Getting Started
The purpose of this lesson is to join table and shapefile data downloaded from the U.S. Census Bureau in the TIGER filearea. TIGER shape files are geographical areas created by the U.S. Census Bureau. Joining data and a shapefiles is a very important part of geospatial technology.
Open Esri ArcMap, begin with a blank map. It is assumed that the user can load the appropriate shapefiles downloaded from the U.S. Census Bureau onto a map. These files are generally in a geodatabase, but could be in a file folder. If the user has problems loading the shapefile refer to the lesson on adding shapefiles. Make sure the shapefile has been decompressed prior to attempting to load it into the mapping software.
Unknown Spatial Reference
In general shapefiles that are downloaded from the U.S. Census Bureau do not have a projection. The learner may be warned about an unknown spatial reference when loading the shapefile, select OK. The user can project the shapefile, not projecting the shapefile should not alter the concepts of this lesson. See Figure 2.
Initial Viewing of the Shapefile
In the example a map of Tippecanoe County, Indiana was downloaded at the census tract level, and loaded onto the map, see Figure 3. The county selected by the learner for this study should be displayed and the map should have a monochromatic color which will vary. The lines shown are the census tract boundaries. Additional shapefile data such as rivers, roads, township boundaries, etc. can be added to the map but are not required to complete this lesson. This shapefile is a polygon, since the lines form a closed area (each census tract is a polygon).

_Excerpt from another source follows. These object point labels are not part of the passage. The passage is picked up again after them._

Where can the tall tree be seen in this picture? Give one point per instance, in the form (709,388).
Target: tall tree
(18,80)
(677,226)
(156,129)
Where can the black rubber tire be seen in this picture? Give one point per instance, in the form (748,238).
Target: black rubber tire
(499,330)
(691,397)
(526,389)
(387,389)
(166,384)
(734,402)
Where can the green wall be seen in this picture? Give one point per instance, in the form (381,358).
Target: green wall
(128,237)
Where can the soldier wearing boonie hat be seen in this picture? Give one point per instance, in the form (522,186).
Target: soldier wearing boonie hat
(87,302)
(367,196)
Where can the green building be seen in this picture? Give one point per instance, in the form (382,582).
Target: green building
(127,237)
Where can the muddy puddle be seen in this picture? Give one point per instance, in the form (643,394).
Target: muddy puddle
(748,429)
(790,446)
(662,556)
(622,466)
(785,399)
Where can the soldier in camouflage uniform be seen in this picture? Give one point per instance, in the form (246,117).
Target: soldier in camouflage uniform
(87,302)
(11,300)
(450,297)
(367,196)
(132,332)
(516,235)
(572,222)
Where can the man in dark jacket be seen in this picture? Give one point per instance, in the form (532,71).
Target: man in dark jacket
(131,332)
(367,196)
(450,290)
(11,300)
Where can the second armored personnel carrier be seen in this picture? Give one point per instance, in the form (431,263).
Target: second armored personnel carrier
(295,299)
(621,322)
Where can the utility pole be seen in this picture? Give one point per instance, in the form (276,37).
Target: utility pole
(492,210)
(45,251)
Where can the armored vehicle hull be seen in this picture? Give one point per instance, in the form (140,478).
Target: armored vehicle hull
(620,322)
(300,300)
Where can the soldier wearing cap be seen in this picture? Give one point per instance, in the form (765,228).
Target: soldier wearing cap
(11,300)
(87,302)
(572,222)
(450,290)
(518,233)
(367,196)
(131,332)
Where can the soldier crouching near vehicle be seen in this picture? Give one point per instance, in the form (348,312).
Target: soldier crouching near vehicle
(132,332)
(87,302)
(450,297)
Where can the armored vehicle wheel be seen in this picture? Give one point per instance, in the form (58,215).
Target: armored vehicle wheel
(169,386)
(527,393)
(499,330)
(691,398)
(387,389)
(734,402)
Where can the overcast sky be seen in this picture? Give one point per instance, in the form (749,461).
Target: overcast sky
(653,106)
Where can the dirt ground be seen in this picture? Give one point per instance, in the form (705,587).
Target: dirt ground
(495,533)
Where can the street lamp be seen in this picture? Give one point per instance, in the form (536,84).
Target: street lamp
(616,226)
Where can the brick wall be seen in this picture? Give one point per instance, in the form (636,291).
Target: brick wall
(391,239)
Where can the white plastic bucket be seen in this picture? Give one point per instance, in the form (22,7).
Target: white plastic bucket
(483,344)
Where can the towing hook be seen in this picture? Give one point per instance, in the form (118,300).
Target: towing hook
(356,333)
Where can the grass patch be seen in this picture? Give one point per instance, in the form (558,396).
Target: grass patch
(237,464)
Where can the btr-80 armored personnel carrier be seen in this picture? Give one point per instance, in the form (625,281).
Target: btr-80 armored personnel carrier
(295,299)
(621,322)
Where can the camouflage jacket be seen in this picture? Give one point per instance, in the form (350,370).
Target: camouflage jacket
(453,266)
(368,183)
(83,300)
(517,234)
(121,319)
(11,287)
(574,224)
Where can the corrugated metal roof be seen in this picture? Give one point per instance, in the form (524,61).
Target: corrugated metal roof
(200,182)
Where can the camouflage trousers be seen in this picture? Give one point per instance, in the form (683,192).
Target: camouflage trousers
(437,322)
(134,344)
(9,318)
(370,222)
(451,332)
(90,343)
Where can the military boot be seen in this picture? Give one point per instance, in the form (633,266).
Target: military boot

Reviewing the Tabular Data
Before using the census tract tabular data, it should be reviewed. The data set came from the U.S. Census Bureau as a comma delimited file (csv). In some downloads three csv files are created, in this case only two were created in the data download. The file folder was decompressed prior to opening, two different Excel files are shown (the files appear as Excel documents since the authors computer associates csv files with Excel, different computers might not have this association). The green arrow in Figure 4 points to the file to be opened, using
Microsoft Excel, for Tippecanoe County of Indiana. The name of the file refers to the data not the location, so therefore it is important to keep datasets in the appropriate folders, with a name similar to IN_Tippecanoe_S1903_data. If the csv file is not associated with Microsoft Excel the user will need to select Microsoft Excel as the program to open this file type. When the file is opened in Microsoft Excel it appears
in a spreadsheet format. The columns have been expanded so that the information can be viewed, see Figure 5. The Geo.id2 column has the data which will be used for the join. The values in this field are in numeric format, this is known by an inspection of the data and making sure that it is right justified, if it were left justified the data would have been a text field. This data needs to be in a text format, this can be accomplished by highlighting the column and then right clicking to format the cell as text. There can be only one header row as shown in Figure 5, in general there are two header rows with this data set and the second row must be deleted, this was completed prior to creating the screen image. The names in the first row cannot have spaces or use special characters, note that the spaces were replaced with the underscore symbol. Save the file as a Microsoft Excel spreadsheet to use with Esri ArcMap. It is critical that the spreadsheet is closed prior to using it for mapping.
Alternative
Before proceeding to use the alternative step it is important to determine if there is a format mismatch. If the shapefile and the data file are in the same format, this section may be omitted and continue on to page 12, the tabular join process. Open the attribute table of the shapefile and the csv file in ArcMap, if the common fields are aligned either to the left or right they are of the same file format, if one is aligned to the right and the other to the left then there is a data format mismatch and this alternative section must be used.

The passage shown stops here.